GEAS-Reform revolutioniert Asylverfahren: Strengere Regeln und neue Schutzmaßnahmen
Philip BinnerGEAS-Reform revolutioniert Asylverfahren: Strengere Regeln und neue Schutzmaßnahmen
Deutschland hat mit dem GEAS-Paket eine umfassende Reform seines Asylsystems eingeführt. Die Änderungen umfassen neue Screening-Verfahren für Geflüchtete sowie strengere Regeln für bestimmte Gruppen. Mehrere Bundesländer bereiten zudem die Einrichtung von Zentren für sekundäre Migration vor.
Geflüchtete, die in Deutschland ankommen, durchlaufen künftig ein bundesweites Polizeiscreening. Dazu gehören die Registrierung, die Abnahme von Fingerabdrücken, Identitätsprüfungen sowie ein neues Verletzlichkeits-Screening, um besonderen Schutzbedarf zu ermitteln. Letzteres ist eine Neuerung, da solche Prüfungen bisher nicht systematisch durchgeführt wurden.
Die Reform stärkt den Schutz für besonders schutzbedürftige Personen, insbesondere für Minderjährige. Sie erhalten nun nach zwei Monaten einen garantierten Zugang zu Schulbildung und Krankenversicherungsschutz. Gleichzeitig sieht das System jedoch vor, dass Leistungen gestrichen oder Unterkünfte verweigert werden können, wenn ein sogenannter Dublin-Beschluss vorliegt – eine Praxis, die der Europäische Gerichtshof bereits für rechtswidrig erklärt hat.

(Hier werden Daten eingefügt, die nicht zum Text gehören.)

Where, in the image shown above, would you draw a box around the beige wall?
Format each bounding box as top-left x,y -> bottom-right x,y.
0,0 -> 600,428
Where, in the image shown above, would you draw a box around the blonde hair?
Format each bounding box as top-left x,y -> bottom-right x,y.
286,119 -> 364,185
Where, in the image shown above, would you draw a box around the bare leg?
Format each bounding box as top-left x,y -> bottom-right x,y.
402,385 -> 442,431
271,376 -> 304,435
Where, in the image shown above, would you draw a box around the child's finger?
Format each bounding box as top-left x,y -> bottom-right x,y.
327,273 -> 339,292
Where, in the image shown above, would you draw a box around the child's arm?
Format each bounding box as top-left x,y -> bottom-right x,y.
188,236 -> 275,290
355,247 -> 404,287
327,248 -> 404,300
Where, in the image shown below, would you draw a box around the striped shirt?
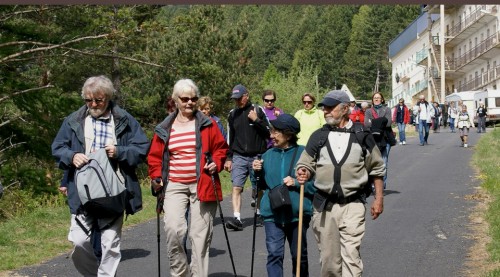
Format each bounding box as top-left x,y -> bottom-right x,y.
90,117 -> 113,152
168,122 -> 196,184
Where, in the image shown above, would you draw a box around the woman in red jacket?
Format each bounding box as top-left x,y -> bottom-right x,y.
148,79 -> 228,276
392,98 -> 410,145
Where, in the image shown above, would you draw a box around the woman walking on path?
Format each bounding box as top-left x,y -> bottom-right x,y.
252,114 -> 315,277
455,105 -> 474,147
148,79 -> 228,276
365,92 -> 392,189
392,98 -> 410,144
448,102 -> 458,133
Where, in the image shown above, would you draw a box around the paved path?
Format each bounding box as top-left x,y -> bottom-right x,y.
12,126 -> 480,277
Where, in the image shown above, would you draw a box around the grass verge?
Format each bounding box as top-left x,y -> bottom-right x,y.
0,171 -> 235,270
473,128 -> 500,277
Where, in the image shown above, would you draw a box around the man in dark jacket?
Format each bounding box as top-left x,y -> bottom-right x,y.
52,76 -> 149,276
224,85 -> 270,231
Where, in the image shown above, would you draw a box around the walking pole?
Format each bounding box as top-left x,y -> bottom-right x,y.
205,152 -> 238,277
295,177 -> 304,277
153,178 -> 165,277
250,154 -> 262,277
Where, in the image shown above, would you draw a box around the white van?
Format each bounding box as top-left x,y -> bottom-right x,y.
474,90 -> 500,124
444,91 -> 478,123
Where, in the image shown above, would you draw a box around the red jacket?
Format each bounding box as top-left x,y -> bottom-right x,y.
148,111 -> 228,202
392,104 -> 410,124
349,109 -> 365,124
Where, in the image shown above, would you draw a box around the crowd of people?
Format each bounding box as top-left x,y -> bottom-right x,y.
52,76 -> 486,276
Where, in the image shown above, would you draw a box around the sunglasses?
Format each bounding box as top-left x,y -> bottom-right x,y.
179,96 -> 198,103
83,98 -> 106,105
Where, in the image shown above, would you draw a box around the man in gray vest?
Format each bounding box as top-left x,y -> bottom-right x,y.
296,90 -> 385,276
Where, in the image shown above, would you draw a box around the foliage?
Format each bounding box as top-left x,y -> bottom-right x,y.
473,128 -> 500,272
262,63 -> 320,115
0,5 -> 419,226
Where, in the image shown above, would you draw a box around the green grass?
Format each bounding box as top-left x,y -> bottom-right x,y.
473,128 -> 500,276
0,171 -> 236,276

Parallel wurden mehrere Verfahren eingeführt, darunter beschleunigte und Grenzverfahren. Diese könnten die Asylprozesse verlangsamen und die Verwaltungskosten erhöhen. Die 20-Prozent-Klausel besagt, dass Antragsteller aus Ländern mit einer Schutzquote unter diesem Schwellenwert schneller bearbeitet werden. In diesen Fällen kann eine Abschiebung unmittelbar nach einem Bescheid des BAMF erfolgen – selbst wenn noch Rechtsmittel anhängig sind.
Während einige Bundesländer die neuen Zentren für sekundäre Migration übernehmen, lehnen andere sie ab. Brandenburg, Hamburg, Bayern, Sachsen und Sachsen-Anhalt planen deren Einrichtung, während Berlin, Schleswig-Holstein und Rheinland-Pfalz darauf verzichten.

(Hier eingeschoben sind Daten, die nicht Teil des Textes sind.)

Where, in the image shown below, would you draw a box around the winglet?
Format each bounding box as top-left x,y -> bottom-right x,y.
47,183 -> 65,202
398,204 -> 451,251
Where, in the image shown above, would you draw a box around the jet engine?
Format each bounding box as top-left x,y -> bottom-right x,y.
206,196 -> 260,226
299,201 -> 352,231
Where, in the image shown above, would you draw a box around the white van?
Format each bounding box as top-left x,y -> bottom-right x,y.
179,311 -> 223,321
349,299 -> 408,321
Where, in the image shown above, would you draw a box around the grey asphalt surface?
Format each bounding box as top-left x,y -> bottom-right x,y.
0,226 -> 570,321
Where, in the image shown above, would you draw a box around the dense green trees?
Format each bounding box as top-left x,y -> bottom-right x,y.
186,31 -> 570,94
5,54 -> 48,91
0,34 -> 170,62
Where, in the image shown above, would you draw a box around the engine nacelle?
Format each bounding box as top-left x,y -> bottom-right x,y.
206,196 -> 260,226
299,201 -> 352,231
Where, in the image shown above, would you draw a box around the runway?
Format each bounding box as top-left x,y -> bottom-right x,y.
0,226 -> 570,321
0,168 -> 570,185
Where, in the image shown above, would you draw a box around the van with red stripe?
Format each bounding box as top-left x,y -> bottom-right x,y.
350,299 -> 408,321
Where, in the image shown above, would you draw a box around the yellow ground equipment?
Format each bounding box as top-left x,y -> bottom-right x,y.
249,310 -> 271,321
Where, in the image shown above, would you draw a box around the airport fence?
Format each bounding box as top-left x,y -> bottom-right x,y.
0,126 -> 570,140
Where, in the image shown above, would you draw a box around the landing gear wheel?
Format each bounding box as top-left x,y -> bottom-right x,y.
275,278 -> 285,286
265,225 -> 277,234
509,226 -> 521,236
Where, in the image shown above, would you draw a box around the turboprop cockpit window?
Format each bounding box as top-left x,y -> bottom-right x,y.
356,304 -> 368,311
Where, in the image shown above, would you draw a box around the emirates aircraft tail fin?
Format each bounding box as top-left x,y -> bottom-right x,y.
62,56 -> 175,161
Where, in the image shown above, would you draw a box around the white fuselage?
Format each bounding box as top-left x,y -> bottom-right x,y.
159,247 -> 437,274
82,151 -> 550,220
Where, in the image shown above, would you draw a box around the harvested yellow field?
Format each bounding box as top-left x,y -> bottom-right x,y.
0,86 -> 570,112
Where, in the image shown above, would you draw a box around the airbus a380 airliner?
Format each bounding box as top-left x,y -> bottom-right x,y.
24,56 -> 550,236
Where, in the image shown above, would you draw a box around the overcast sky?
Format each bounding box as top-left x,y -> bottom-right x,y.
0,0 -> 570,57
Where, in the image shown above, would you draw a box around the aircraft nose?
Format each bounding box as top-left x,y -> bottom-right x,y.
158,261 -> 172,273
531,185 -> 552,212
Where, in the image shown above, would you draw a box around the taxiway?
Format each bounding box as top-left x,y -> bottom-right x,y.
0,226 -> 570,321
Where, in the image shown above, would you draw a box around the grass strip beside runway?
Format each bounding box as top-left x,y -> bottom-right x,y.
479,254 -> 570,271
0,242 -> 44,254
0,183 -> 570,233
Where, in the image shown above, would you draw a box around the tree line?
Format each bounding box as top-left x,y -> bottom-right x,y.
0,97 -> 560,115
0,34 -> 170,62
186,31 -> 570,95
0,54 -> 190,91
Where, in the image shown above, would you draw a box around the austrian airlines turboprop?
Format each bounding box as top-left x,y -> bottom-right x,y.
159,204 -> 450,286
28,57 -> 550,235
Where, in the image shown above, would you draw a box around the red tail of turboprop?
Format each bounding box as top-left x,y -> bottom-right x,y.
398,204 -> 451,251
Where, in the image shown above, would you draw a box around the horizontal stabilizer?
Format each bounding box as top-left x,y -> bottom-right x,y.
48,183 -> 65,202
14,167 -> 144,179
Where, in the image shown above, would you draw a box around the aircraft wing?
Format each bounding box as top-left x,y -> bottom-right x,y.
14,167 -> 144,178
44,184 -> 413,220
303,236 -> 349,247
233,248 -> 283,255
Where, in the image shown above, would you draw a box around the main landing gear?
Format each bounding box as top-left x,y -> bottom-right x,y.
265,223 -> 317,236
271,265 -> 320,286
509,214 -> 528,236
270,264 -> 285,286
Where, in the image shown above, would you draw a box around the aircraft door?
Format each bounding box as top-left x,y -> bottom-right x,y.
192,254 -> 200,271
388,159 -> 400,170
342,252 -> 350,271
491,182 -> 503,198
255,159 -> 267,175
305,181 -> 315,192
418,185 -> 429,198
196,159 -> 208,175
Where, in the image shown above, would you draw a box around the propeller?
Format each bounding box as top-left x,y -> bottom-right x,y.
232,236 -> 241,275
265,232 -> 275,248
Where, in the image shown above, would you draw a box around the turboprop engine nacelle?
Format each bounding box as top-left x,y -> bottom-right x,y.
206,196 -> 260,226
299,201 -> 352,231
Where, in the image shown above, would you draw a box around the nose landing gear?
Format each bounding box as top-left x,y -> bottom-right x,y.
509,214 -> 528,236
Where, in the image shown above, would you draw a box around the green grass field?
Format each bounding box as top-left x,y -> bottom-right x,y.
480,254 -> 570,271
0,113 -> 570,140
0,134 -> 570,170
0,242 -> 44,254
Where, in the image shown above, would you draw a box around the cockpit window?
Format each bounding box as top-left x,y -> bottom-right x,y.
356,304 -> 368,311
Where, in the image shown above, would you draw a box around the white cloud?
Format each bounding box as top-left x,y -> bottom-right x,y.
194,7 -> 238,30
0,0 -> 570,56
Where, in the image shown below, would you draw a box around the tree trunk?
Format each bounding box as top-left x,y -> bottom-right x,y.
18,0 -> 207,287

Die GEAS-Reform bringt tiefgreifende Veränderungen im deutschen Asylverfahren mit sich. Sie soll Verfahren für bestimmte Gruppen beschleunigen und gleichzeitig schutzbedürftige Personen besser absichern. Die konkreten Auswirkungen hängen jedoch davon ab, wie die Bundesländer die neuen Regelungen und Zentren umsetzen.